私たちの身の回りには非常に多くの画期的なモノや手法であふれています。これらはすべて先人たちのアイデアによって実用化された数多くの発明のおかげです。ブランド品は身につける人の価値と品位を高めるアイテムとして、多くの人に愛されています。現代でいうと香水やバッグなどがイメージしやすいのではないでしょうか。イギリスの有名なファッションブランド「ダンヒル」も、紳士服やアクセサリー、タバコなどの商品を開発していることで知られています。このダンヒルを創業したのが、イギリスの実業家・アルフレッド・ダンヒルです。彼は父親から受け継いだ家業を自身の名を冠するものに変更し、様々な事業で成功を収めました。特にブランド品市場の開拓は、現代にもつながる一大商業の革命だったと言えるでしょう。今回はそんな、アルフレッド・ダンヒルの生涯を振り返っていきましょう。

アルフレッド・ダンヒルの前半生(自動車グッズの会社を経営してタバコ関連の発明をする)
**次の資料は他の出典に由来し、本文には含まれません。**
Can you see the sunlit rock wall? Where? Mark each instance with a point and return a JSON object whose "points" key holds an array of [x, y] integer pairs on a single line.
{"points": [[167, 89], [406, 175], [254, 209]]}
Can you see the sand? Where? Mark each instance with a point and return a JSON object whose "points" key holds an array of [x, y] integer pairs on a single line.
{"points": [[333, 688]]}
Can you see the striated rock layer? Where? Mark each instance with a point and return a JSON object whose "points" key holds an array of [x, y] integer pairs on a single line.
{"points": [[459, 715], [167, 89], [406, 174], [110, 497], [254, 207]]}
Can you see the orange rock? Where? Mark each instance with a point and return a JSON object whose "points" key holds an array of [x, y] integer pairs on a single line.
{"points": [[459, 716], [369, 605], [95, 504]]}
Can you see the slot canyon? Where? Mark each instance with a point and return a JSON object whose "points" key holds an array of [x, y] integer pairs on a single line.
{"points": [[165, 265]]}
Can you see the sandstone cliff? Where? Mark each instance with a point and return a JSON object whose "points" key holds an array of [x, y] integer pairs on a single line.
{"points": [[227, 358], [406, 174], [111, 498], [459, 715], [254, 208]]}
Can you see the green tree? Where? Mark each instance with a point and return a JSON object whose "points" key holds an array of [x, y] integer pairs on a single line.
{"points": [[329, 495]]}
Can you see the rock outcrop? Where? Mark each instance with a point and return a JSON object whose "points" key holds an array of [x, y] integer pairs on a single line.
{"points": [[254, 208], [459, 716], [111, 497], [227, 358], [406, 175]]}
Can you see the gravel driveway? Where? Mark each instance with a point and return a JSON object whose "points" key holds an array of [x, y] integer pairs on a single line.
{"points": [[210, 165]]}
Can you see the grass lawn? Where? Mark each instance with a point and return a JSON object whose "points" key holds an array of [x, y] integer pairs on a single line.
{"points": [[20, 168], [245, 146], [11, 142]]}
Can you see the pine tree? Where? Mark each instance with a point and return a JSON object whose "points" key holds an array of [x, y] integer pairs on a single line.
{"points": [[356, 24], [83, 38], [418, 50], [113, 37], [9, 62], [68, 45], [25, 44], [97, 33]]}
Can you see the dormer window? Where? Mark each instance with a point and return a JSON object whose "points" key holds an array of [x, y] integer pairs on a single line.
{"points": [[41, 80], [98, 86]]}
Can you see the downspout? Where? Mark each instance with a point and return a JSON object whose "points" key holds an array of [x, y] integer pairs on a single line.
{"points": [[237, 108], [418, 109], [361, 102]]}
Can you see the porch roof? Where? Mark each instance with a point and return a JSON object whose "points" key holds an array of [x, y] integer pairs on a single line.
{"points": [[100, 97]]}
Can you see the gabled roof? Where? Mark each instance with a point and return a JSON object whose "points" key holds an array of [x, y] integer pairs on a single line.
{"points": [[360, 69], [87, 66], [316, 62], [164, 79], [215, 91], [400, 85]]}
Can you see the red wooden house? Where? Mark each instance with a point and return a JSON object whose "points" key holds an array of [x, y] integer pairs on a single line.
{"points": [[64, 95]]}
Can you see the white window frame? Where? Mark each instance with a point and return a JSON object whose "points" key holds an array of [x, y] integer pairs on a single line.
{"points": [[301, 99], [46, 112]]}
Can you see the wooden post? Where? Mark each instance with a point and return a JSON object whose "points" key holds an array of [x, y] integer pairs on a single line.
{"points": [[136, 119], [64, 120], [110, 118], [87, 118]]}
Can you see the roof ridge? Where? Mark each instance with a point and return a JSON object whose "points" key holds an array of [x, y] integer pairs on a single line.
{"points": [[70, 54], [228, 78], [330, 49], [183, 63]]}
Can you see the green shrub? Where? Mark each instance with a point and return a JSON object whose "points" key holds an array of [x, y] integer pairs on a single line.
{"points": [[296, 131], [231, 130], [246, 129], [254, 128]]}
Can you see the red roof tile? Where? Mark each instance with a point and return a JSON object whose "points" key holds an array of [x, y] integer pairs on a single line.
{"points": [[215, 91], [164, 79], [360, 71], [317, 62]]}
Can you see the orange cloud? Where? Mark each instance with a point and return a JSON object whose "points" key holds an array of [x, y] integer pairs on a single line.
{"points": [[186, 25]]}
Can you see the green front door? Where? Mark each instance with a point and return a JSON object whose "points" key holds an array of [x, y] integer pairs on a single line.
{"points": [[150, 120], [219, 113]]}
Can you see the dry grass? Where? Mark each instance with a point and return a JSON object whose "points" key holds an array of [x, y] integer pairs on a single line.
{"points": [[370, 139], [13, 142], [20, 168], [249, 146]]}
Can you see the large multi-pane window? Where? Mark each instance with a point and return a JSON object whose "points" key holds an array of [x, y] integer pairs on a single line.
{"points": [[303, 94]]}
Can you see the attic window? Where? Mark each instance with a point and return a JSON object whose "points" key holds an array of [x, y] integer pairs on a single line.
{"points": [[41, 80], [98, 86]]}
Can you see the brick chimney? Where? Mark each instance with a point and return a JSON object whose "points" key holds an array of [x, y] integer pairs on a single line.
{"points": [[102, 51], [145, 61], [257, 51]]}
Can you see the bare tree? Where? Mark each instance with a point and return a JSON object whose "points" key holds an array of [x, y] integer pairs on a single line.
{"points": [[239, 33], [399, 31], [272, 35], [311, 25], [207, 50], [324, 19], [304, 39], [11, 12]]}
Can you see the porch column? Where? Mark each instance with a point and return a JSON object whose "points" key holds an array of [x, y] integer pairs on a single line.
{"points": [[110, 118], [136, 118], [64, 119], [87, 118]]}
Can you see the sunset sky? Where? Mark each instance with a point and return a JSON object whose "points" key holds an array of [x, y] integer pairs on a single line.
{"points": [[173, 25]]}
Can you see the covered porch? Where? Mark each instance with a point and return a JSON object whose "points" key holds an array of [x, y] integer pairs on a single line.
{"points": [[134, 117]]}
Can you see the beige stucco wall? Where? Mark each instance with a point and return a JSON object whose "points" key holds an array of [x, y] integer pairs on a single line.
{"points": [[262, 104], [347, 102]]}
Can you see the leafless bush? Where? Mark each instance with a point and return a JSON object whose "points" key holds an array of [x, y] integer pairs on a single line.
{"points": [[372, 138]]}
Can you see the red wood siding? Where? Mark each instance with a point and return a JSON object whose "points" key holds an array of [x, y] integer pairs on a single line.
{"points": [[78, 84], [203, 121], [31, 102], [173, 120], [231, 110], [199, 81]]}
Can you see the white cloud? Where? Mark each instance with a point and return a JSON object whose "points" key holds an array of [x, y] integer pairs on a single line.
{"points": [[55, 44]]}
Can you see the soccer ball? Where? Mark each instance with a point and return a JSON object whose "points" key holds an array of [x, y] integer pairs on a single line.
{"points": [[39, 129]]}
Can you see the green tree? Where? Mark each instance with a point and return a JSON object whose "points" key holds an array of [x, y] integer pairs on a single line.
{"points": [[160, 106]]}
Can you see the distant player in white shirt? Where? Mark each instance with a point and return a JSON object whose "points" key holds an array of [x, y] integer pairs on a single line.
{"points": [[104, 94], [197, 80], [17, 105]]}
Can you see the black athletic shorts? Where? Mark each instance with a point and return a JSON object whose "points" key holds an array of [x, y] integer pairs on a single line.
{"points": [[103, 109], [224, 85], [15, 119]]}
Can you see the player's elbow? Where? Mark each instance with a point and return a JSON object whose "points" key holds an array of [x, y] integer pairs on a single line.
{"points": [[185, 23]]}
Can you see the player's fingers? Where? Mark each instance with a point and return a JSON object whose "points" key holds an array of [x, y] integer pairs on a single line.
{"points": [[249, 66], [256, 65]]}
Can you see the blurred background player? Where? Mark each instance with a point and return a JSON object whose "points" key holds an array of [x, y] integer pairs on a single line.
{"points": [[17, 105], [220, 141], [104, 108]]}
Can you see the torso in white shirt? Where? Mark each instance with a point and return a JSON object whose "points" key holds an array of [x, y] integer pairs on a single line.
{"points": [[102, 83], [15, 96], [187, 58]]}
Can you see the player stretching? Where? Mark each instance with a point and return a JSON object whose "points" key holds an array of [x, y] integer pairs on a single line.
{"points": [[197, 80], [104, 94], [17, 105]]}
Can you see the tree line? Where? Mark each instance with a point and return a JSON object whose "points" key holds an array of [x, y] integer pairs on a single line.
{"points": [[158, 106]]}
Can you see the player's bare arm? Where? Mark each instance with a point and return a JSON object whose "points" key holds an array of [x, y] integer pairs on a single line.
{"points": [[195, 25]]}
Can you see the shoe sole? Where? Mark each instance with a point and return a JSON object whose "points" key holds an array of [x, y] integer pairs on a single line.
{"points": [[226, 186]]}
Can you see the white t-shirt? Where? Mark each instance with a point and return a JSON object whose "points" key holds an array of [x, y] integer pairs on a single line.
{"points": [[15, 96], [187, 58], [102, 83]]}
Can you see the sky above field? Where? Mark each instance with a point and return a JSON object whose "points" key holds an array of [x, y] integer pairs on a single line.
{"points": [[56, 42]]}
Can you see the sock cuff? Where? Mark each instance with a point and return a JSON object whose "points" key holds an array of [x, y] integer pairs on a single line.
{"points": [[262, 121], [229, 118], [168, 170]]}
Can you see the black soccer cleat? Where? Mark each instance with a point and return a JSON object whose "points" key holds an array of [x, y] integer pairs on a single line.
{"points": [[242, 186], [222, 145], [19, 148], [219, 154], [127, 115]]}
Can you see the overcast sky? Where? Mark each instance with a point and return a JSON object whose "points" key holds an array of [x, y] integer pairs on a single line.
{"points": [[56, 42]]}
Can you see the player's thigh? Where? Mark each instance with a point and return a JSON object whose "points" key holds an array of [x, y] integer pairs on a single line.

アルフレッド・ダンヒルは、1872年にイングランドのミドルサックスで生まれました。18歳のとき、割引自動車会社を設立し、その傍ら通信販売でアクセサリーを販売していました。父親の家業はモーターアクセサリーを販売する会社で、馬具専門の製造卸売業を営んでいました。ダンヒルは21歳のときに父親から家業を受け継ぐと、会社の名前を自身の名である「アルフレッド・ダンヒル」に変更します。時代は産業革命のさなか、人々の乗り物は馬車から車へと移り変わっていきました。馬具の販売ではもう生き残れないと感じ取ったダンヒルは、自動車関連のグッズ販売に舵を切る戦略を立てました。1902年にはメイフェアにショップを開き、ますます事業は調子を伸ばしていくことに。それから2年後の1904年、大ヒット商品の「ウィンドシールドパイプ」を発明します。これは運転中の喫煙でも灰や火の粉が飛ばないように風防をつけたパイプで、消費者のニーズにぴったりとはまりました。その後はロンドンで「タバコ・スペシャリスト」というショップを開業します。一般品よりも高価なタバコや婦人用に開発されたシガレットホルダーなど、先鋭的なスタイルのタバコ事業が大きな話題を呼びました。特に、パイプとフィルター付きの紙巻きタバコはエース商品として、ダンヒルに多大な利益をもたらしました。1924年に売り出したダンヒルライターは、高級品として有名でしたが、着火性や耐久性などの機能面がすばらしく、多くの人に愛される商品となりました。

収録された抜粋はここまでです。